Je l’ai vu plus souvent bambocher que piocher !
Nous partagions, joyeux, des bouteilles multiples,
Et il a fait de moi, en ce sens, son disciple.
Dédaignant les lazzis des idiots qui ricanent,
Il a fait préparer à la tante Suzanne
Corneilles et corbeaux, écureuils, hérissons,
Pies, geais, blaireaux, mouettes, cigalons, limaçons.
Et la tante mettait son imagination
Culinaire au service de ces préparations.
Chasseurs et gardes-chasse, paysans, braconniers
Venaient vider chez lui leur rebut de carnier,
Et beaucoup, toujours prêts si l’on rit, boit et mange,
Acceptaient de goûter ses cuisines étranges.
À l’ombre de la treille, devant le cabanon,
On mangeait, on chantait, en buvant des canons.
– Il est des personnages avec qui l’on se marre,
– Mais ce renard, Victor, comment tu le prépares ?
– L’oncle, sans se salir, dirigeait les travaux.
Ses amis s’escrimaient à enlever la peau
En se faisant larder par les milliers de puces,
De joyeux animaux qui sautent, piquent, sucent.
Puis, les mains dans le sang, ils libéraient les tripes
Chaudes et irisées qui salissaient leurs nippes.
On pendait le renard, écorché, nettoyé,
Dans un lieu frais et sec pour le mortifier
Pendant quatre ou cinq jours en fonction des saisons.
On fait toujours ainsi avec la venaison.
On le coupe en morceaux, on le fait mariner
Trois jours dans du vin rouge puissant, carabiné,
Avec sel, poivre noir, genièvre, oignon et thym.
Alors tante Suzanne prenait les choses en mains !
Égouttés, essuyés, les morceaux de renard
Sont flambés au vieux marc puis, sans aucun retard,
Fait sauter à feu vif dans du saindoux fondu,
On remue et on tourne souvent, bien entendu
Pour bien dorer la viande sur toutes ses faces,
On déglace la poêle au Noilly, une tasse,
Puis on laisse réduire sans attacher au fond.
On blondit des oignons dans un faitout profond
Puis on jette dessus les morceaux de renard,
On flambe à l’eau-de-vie, un verre de soiffard,
Sel, poivre de haut goût, bouquet garni, genièvre,
Enfin, tout ce qu’on met pour faire cuire un lièvre.
On mouille abondamment, pas dans la marinade,
Dans un rouge corsé mis en larges rasades.
On fait cuire quatre heures, à feu doux ou moyen,
Tout dépend si Goupil est jeunot ou ancien !
Ainsi accommodé, c’est un plat délicieux,
Ceux qui le goûteront feront des envieux.
Une bonne polenta en accompagnement,
Et du vin généreux, beaucoup, évidemment.
Avec des commensaux triés sur le volet,
De solides mangeurs, jamais des gringalets,
L’Oncle Pinet régnait avec cette recette
Sur un aréopage d’amoureux de la Fête.
Cessons pour aujourd’hui ce conte culinaire
Ma tripe est assoiffée, remplis ras-bord mon verre
De ce nectar divin de la Coste-du-Rhône
Et laisse près de moi la coupe et la bonbonne !

 

Illustration originale Vincent Barbantan

Et pour qui voudrait se lancer dans la réalisation de ce plat aussi rare que succulent, Victoraïoli vous donne aussi l’indispensable liste des ingrédients et proportions, c’est juste après la balise Lire la suite

Mort pour du maïs

mise à jour du 31 octobre

Info Testet_Novissen.

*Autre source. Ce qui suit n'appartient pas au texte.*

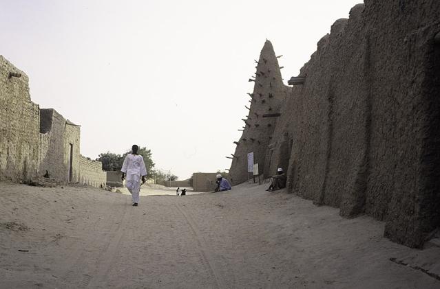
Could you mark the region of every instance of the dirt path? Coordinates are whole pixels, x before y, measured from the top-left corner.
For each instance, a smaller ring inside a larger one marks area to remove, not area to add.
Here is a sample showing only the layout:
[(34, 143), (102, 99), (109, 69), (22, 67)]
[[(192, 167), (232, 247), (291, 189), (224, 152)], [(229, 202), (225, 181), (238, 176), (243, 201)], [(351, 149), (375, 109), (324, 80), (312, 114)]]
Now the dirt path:
[(0, 288), (440, 288), (440, 248), (264, 189), (133, 207), (91, 188), (0, 183)]

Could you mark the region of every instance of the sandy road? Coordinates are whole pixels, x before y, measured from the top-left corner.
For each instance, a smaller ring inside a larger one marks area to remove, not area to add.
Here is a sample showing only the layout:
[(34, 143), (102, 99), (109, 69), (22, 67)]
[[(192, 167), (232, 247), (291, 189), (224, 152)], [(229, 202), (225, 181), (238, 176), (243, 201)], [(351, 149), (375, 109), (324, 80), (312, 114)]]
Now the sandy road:
[(133, 207), (91, 188), (0, 185), (0, 288), (440, 288), (440, 248), (264, 186)]

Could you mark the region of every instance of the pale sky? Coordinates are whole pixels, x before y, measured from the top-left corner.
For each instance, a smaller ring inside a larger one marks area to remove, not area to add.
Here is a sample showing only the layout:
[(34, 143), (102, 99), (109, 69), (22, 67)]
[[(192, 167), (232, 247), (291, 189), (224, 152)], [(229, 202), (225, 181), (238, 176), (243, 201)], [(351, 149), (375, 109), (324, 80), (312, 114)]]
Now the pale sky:
[(265, 40), (286, 83), (362, 2), (0, 0), (0, 54), (82, 126), (82, 154), (136, 143), (183, 180), (229, 168)]

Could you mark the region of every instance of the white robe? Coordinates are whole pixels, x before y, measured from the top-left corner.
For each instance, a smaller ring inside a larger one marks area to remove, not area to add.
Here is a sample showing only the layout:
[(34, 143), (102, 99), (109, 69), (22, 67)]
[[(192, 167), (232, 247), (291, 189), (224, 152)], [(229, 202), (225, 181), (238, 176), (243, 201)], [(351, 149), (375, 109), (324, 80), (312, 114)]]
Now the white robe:
[(121, 171), (125, 174), (125, 186), (132, 194), (133, 203), (139, 203), (140, 176), (147, 175), (147, 169), (143, 157), (129, 154), (125, 157)]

Suivre les bons articles, les dates et lieux de rassemblements…:

http://tantquilyauradesbouilles.wordpress.com/

*=*=*=*=*=*=*

Rémi Fraisse, 21 ans, est tué dans des affrontements avec la police. Pendant plus de deux jours, le pouvoir n’a rien à dire. Et quand il parle enfin, c’est par la voix de Manuel Valls pour soutenir des forces de l’ordre pourtant mises en cause.

Un crime du pouvoir socialiste

L’édito de Hervé Kempf (Reporterre)_lundi 27 octobre 2014

Le décès de Rémi Fraisse au Testet est le résultat d’un crime : celui des responsables socialistes qui ont piétiné la loi et la démocratie pour ne laisser d’autre issue que la violence.

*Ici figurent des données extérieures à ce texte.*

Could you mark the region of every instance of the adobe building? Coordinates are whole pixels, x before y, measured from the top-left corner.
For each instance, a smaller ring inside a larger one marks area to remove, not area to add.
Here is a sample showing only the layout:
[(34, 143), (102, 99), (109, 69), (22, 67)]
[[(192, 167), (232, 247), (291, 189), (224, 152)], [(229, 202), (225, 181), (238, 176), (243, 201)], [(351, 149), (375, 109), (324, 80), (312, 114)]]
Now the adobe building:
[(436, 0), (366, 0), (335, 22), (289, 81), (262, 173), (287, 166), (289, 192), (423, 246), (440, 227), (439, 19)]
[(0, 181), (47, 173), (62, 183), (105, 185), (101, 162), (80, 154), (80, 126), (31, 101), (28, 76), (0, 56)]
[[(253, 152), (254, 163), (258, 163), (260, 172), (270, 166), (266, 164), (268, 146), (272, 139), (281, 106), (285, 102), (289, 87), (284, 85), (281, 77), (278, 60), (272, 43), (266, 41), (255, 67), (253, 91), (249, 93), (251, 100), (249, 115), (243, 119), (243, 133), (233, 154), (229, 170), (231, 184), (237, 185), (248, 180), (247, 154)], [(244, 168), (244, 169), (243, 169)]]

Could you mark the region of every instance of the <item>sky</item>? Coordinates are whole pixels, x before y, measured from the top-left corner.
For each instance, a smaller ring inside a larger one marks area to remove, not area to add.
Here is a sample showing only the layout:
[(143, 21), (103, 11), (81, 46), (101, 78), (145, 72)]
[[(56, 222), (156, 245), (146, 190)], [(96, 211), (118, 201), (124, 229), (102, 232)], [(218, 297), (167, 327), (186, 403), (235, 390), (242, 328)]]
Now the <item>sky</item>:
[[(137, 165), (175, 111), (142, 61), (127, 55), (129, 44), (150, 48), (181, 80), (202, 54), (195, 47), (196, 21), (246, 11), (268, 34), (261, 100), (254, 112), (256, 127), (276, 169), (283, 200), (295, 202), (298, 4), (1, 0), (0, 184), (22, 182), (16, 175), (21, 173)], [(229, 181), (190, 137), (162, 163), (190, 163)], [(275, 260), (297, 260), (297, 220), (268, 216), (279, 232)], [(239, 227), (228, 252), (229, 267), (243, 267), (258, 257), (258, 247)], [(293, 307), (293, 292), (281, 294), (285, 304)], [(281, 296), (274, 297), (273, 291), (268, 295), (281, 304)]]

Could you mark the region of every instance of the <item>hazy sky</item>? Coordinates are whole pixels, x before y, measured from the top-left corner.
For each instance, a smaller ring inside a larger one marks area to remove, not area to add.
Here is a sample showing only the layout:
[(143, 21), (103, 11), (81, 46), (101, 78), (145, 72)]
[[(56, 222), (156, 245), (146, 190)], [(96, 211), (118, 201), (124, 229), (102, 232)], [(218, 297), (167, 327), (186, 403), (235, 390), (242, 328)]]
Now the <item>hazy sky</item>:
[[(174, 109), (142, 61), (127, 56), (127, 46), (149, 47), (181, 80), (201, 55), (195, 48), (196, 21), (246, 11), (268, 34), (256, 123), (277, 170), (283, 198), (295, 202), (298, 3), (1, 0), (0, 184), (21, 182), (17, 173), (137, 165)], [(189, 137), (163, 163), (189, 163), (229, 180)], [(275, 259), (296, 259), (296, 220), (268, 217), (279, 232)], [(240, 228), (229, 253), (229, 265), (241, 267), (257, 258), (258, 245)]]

Le drame qui s’est déroulé près d’une rivière où, voici quelques semaines, s’épanouissait une forêt vivante, n’est pas un accident. C’est un crime.

Nous ne pouvons assurer définitivement ici qu’une grenade ou un autre projectile lancé par les forces de « l’ordre » a touché mortellement le jeune Rémi Fraisse. Les témoignages que nous publions incitent à le penser, mais nous attendons le résultat de l’autopsie et d’autres témoignages indiscutables pour déterminer notre conviction.

Mais nous affirmons que la mort de ce jeune homme résulte de l’obstination criminelle de hauts responsables qui ont, contre l’évidence et en piétinant l’esprit de la loi, conduit à une situation où la seule issue était la violence, une violence savamment entretenue par une police à qui l’on a lâché la bride.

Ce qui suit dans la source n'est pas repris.